Note: If you evict a node from the cluster at any time, and have to completely reinstall a cluster node from the beginning, you will likely need to repeat steps 10 through 12 on the node if you add it back to the cluster. The procedure described here is generic in nature, and may be adaptable to various applications. If you are uncertain how to configure a service in the cluster, contact the application software vendor for more information.

Applications follow a similar procedure, except that you must substitute the generic application resource type for the generic service resource type used in the above procedure. If you have a simple application that is already installed on both systems, then you may adapt the following steps to the procedure previously described:

Create a generic application resource in a group.

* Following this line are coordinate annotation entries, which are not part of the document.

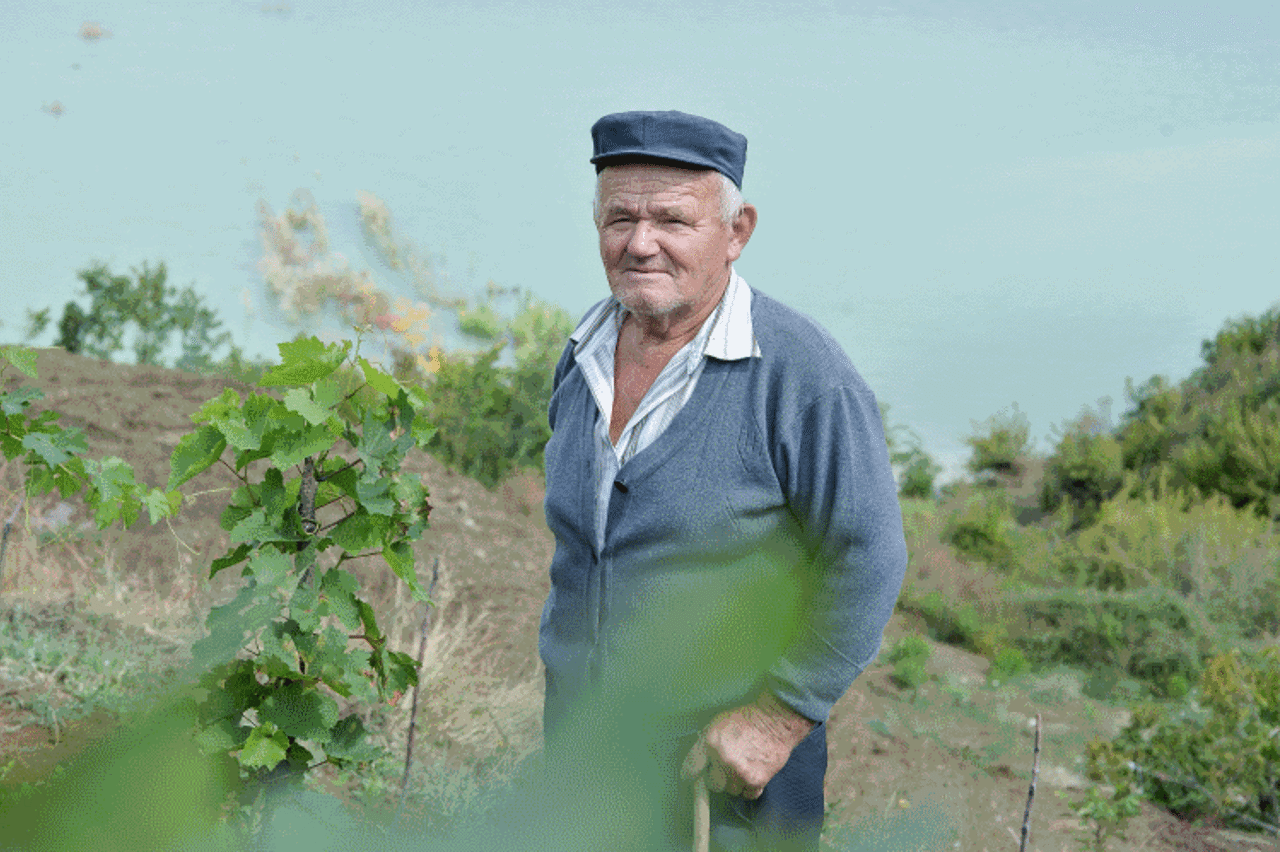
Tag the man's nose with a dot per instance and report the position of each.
(641, 242)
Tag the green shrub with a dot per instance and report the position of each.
(1151, 635)
(983, 527)
(492, 418)
(146, 310)
(917, 473)
(909, 658)
(1224, 560)
(999, 443)
(1008, 663)
(959, 623)
(1084, 471)
(1215, 757)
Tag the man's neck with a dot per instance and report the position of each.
(671, 330)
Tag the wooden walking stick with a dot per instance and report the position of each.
(702, 815)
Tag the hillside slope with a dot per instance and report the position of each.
(945, 766)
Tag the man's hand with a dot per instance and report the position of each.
(745, 747)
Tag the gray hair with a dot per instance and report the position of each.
(731, 200)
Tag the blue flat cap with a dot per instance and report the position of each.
(670, 137)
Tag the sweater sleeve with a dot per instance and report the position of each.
(835, 471)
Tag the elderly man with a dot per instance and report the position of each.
(728, 543)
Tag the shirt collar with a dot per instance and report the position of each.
(728, 333)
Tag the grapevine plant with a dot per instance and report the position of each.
(320, 485)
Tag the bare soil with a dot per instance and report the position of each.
(945, 766)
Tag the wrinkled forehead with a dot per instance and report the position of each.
(648, 183)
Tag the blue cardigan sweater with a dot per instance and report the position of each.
(755, 544)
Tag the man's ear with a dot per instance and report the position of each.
(741, 232)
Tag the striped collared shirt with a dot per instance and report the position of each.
(726, 334)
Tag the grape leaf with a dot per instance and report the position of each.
(22, 358)
(301, 402)
(264, 749)
(300, 711)
(14, 402)
(196, 452)
(304, 362)
(379, 380)
(400, 557)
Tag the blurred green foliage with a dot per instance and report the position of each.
(910, 656)
(999, 444)
(1212, 756)
(145, 310)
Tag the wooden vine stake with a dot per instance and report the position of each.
(421, 658)
(1031, 792)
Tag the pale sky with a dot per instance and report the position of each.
(986, 202)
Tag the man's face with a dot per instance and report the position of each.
(662, 241)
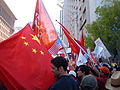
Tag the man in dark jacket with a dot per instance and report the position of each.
(65, 81)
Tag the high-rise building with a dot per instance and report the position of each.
(77, 13)
(7, 20)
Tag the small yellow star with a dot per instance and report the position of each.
(34, 37)
(26, 43)
(34, 50)
(41, 52)
(23, 37)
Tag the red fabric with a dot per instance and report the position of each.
(43, 26)
(82, 39)
(21, 67)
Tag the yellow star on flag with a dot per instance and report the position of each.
(26, 43)
(34, 50)
(34, 37)
(23, 37)
(41, 52)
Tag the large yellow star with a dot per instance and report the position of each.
(23, 37)
(26, 43)
(34, 50)
(41, 52)
(34, 37)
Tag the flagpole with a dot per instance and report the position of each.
(63, 46)
(75, 41)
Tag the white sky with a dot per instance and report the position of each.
(24, 10)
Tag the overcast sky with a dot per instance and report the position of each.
(24, 10)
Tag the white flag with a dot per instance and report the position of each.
(81, 59)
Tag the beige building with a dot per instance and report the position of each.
(7, 20)
(78, 13)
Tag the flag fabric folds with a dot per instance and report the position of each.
(81, 59)
(43, 25)
(56, 47)
(74, 44)
(25, 62)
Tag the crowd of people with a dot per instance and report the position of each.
(100, 76)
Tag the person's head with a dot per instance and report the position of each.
(114, 82)
(104, 71)
(89, 82)
(73, 73)
(83, 70)
(59, 66)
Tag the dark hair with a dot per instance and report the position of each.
(60, 61)
(84, 69)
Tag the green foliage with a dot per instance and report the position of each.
(107, 26)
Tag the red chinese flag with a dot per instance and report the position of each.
(25, 62)
(43, 26)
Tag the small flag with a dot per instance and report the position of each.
(56, 47)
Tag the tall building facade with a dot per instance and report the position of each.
(77, 13)
(7, 20)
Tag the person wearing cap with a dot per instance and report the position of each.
(89, 82)
(82, 71)
(104, 75)
(113, 83)
(65, 81)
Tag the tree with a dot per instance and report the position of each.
(106, 26)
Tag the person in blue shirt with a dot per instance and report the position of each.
(65, 81)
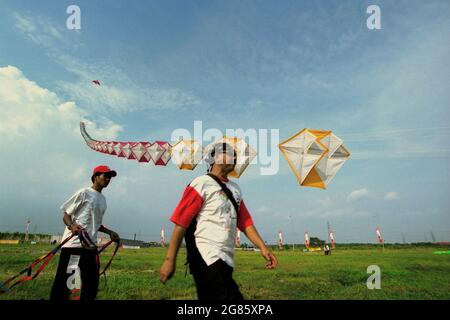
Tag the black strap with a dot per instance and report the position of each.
(227, 191)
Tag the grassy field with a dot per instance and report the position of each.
(406, 273)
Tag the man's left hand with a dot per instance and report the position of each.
(272, 261)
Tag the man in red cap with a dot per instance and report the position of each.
(83, 213)
(208, 216)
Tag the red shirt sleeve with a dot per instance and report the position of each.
(244, 218)
(188, 207)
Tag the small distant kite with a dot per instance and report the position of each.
(315, 156)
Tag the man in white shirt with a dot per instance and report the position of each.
(208, 216)
(83, 212)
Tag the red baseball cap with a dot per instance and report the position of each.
(104, 169)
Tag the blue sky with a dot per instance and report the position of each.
(281, 65)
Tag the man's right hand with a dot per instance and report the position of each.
(75, 228)
(167, 270)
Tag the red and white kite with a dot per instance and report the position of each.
(280, 240)
(163, 240)
(307, 240)
(238, 239)
(380, 239)
(159, 152)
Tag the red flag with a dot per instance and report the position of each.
(280, 240)
(238, 239)
(163, 240)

For this example, we will make Notepad.exe a highly available application.
For the command line, specify c:\WinNT\System32\Notepad.exe (or different directory, depending on your Windows NT installation directory). The path must be the same on both cluster nodes. Be sure to specify the working directory as needed and click to select the Allow application to interact with the desktop option, so that Notepad.exe isn't put in the background
Skip the Registry Replication tab, because Notepad.exe does not have registry keys requiring replication
Bring the resource online and notice that it appears on the desktop. Choose Move Group, and the application should appear on the other node's desktop.

Some cluster-aware applications may not require this type of setup and they may have setup wizards to create necessary cluster resources.

Deleting Resources

Some resources may be difficult to delete if any cluster nodes are offline. For example, you may be able to delete an IP address resource if only one cluster node is online. However, if you try to delete a physical disk resource while in this condition, an error message dialog box may appear similar to the following:

Physical disk resources affect the disk configuration on each node in the cluster and must be dealt with accordingly on each system at the same time. Therefore, all cluster nodes must be online to remove this type of resource from the cluster.

If you attempt to remove a resource on which other resources depend, a dialog box listing the related resources will be displayed. These resources will also be deleted, as they are linked by dependency to the individual resource chosen for removal. To avoid removal of these resources, first change or remove the configured dependencies.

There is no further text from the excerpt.